Keywords

1 Introduction

With the development of the robot industry, unmanned car industry and virtual reality industry, three-dimensional reconstruction of machine vision has become more and more popular. Depth information acquired is the most basic and most important part of three-dimensional graphics. The main approaches for depth acquisition include laser scanning, structured light and stereo [1]. Laser scanning, also called ToF (Time of Flight), rangefinders measure the time it takes for the light to travel to the objects and back. This method can get the precise, distant data, but the device is heavy, not flexible, large and expensive. The method of structured light uses a projector to illuminate the object with the structured light and get the back information. The optical encoder technology that used in Kinect is a kind of structured light. This approach can get accurate depth data but just for limited range and is vulnerable to the outside light. The stereo imaging method used in this paper calculates the depth of the image by two images at different angles. This approach is simple, flexible, affordable, of course, also can get the accurate data. The camera calibration is easier and more precise, after Zhang Zhengyou proposed camera calibration method, so the main issues on stereo vision lies on stereo matching. In the efforts of many scholars, the performance of stereo matching is better and better.
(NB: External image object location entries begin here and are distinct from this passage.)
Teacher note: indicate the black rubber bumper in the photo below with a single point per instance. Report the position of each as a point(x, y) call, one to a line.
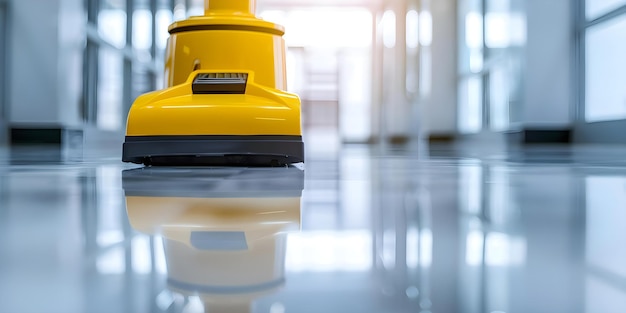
point(259, 150)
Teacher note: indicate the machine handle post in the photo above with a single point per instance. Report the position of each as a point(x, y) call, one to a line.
point(238, 7)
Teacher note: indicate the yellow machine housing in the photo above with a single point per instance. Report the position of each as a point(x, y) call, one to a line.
point(225, 100)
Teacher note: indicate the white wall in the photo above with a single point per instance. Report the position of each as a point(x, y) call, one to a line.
point(547, 94)
point(47, 38)
point(438, 107)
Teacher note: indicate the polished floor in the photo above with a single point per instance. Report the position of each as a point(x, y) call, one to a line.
point(356, 229)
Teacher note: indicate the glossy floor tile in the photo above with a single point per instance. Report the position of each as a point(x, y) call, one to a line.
point(357, 229)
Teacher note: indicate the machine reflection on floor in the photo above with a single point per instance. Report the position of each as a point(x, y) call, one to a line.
point(224, 229)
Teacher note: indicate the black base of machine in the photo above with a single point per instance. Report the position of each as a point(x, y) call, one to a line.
point(203, 150)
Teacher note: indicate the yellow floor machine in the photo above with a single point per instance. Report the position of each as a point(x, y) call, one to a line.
point(225, 101)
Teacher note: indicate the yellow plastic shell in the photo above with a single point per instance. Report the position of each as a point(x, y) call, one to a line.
point(228, 39)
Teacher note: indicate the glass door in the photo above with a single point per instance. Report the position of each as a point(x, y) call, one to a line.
point(3, 69)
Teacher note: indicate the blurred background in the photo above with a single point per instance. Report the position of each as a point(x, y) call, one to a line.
point(367, 71)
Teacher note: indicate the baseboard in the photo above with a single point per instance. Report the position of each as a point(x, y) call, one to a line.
point(52, 136)
point(441, 138)
point(535, 135)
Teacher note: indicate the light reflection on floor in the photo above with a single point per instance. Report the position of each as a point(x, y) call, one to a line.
point(360, 230)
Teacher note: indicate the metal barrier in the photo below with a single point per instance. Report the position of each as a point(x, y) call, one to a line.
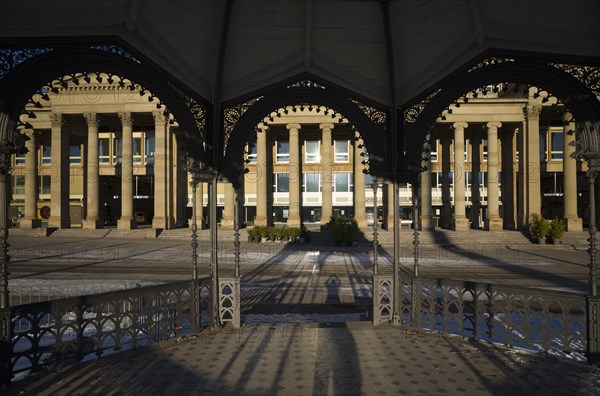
point(85, 327)
point(552, 321)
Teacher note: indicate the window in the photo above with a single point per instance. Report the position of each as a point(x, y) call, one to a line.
point(311, 151)
point(557, 142)
point(46, 155)
point(149, 149)
point(137, 150)
point(434, 153)
point(341, 153)
point(19, 185)
point(44, 184)
point(117, 150)
point(104, 150)
point(283, 151)
point(281, 182)
point(75, 155)
point(252, 153)
point(342, 182)
point(312, 182)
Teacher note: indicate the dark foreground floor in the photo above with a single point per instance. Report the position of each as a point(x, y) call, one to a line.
point(349, 358)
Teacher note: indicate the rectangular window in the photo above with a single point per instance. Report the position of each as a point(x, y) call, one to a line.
point(117, 150)
point(252, 153)
point(47, 155)
point(342, 182)
point(75, 155)
point(19, 185)
point(137, 150)
point(149, 149)
point(557, 142)
point(104, 150)
point(341, 151)
point(283, 151)
point(44, 184)
point(281, 182)
point(312, 182)
point(311, 151)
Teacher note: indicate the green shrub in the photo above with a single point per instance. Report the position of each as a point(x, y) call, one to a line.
point(557, 228)
point(539, 227)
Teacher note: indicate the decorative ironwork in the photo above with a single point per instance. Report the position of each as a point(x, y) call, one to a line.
point(116, 50)
point(515, 316)
point(229, 301)
point(11, 58)
point(376, 116)
point(231, 116)
point(412, 113)
point(383, 291)
point(587, 75)
point(73, 328)
point(492, 60)
point(306, 84)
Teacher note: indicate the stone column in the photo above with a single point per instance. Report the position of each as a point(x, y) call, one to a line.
point(446, 199)
point(92, 199)
point(426, 207)
point(570, 175)
point(31, 177)
point(475, 169)
point(262, 178)
point(59, 190)
point(229, 207)
point(295, 176)
point(127, 220)
point(460, 221)
point(359, 186)
point(327, 175)
point(533, 187)
point(163, 218)
point(493, 221)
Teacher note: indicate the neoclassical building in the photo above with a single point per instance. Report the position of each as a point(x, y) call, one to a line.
point(101, 155)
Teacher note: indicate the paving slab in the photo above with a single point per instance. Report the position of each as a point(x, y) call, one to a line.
point(348, 358)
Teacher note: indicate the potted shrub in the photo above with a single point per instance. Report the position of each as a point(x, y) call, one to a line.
point(538, 228)
point(343, 229)
point(556, 230)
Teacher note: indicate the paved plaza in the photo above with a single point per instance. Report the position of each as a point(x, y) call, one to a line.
point(335, 351)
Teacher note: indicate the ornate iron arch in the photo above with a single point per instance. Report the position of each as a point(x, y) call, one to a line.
point(578, 94)
point(25, 79)
point(241, 119)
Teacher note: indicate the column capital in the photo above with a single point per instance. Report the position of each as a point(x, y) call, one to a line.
point(159, 117)
point(532, 112)
point(493, 124)
point(91, 119)
point(126, 119)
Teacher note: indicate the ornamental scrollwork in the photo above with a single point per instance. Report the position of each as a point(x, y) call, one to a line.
point(587, 75)
point(376, 116)
point(412, 113)
point(492, 60)
point(10, 58)
point(231, 116)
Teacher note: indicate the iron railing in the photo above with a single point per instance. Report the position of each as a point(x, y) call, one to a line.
point(552, 321)
point(85, 327)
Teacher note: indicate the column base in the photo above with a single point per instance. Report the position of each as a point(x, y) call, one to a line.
point(126, 224)
point(59, 222)
point(30, 223)
point(493, 224)
point(461, 224)
point(574, 224)
point(92, 224)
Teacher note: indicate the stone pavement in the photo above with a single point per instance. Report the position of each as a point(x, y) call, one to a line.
point(348, 358)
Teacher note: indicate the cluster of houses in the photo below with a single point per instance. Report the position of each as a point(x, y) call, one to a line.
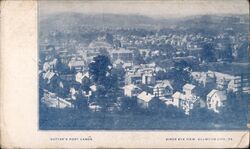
point(140, 82)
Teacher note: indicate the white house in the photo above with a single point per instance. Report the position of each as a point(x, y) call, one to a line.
point(80, 77)
point(76, 64)
point(144, 99)
point(216, 100)
point(148, 78)
point(189, 90)
point(131, 90)
point(186, 100)
point(163, 88)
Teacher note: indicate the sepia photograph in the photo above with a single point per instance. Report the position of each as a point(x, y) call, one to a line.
point(124, 74)
point(105, 67)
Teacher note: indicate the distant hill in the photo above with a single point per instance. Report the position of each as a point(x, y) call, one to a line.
point(71, 21)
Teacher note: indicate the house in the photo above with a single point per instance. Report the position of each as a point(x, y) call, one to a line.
point(187, 100)
point(206, 79)
point(144, 99)
point(82, 77)
point(133, 78)
point(148, 78)
point(184, 102)
point(122, 54)
point(163, 88)
point(49, 76)
point(131, 90)
point(189, 89)
point(216, 100)
point(77, 64)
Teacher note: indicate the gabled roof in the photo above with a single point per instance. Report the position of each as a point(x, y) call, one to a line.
point(48, 75)
point(176, 95)
point(73, 63)
point(145, 96)
point(130, 87)
point(189, 86)
point(211, 93)
point(164, 84)
point(221, 94)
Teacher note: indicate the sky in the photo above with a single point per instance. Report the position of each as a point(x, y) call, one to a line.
point(152, 8)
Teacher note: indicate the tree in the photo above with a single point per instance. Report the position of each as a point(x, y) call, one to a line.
point(207, 53)
point(101, 74)
point(100, 69)
point(180, 74)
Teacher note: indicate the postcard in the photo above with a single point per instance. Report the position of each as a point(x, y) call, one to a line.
point(125, 74)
In the 1980s, a visual computing theory proposed by Marr applied to the binocular stereo matching started the exploration of stereo vision theory. Today, stereo matching can be divided into global and local stereo matching. In local stereo matching, Kim et al. [2] described the applications of variable window algorithm, as set forth correlation function improves the matching precision on depth discontinuity area. Yoon et al. [3] proposed an adaptive weighted cost of window aggregation method, which firstly to calculate a weight for each pixel in the window. The weight for pixel is depended on the chromatic aberration and spatial position difference between the current pixel and center pixel. This method can get high-quality disparity map. Because of the large shape of the selection window, and the high complex weight calculation, the performance of the algorithm is not so good. The algorithm that Zhang et al. [4] proposed distributes for each pixel horizontal and vertical two arms that orthogonal itself. This algorithm also can get high quality disparity map, but need compare the color of center pixel with any other pixel which cost a lot of time and can’t satisfy the real-time requirement. The global matching algorithms usually used are dynamic programming stereo matching method, graph cuts stereo matching method and the belief propagation matching method. In this paper, we improve the BM (Block Matching) algorithm in OpenCV which belongs to local stereo matching. BM algorithm uses fixed SAD window for stereo matching, has a good real-time performance. The proposed algorithm in this paper firstly extracts the edge of images by Canny operator and then decides the size of SAD window according to the area (edge area or not) the pixel belongs to. The algorithm has low time complexity and good robustness, it improves the matching accuracy.

2 Camera Model and Calibration

The real world is a three-dimensional world. Despite some controversy in binocular stereo vision and monocular stereo vision, it is complicated and difficult to get the corresponding depth information relying on only one image. However, we can calculate the depth map easily through two images obtained from a calibrated stereo camera. In order to analyze images with geometry theory, we need to model the system of imaging, and then process them with geometry methods.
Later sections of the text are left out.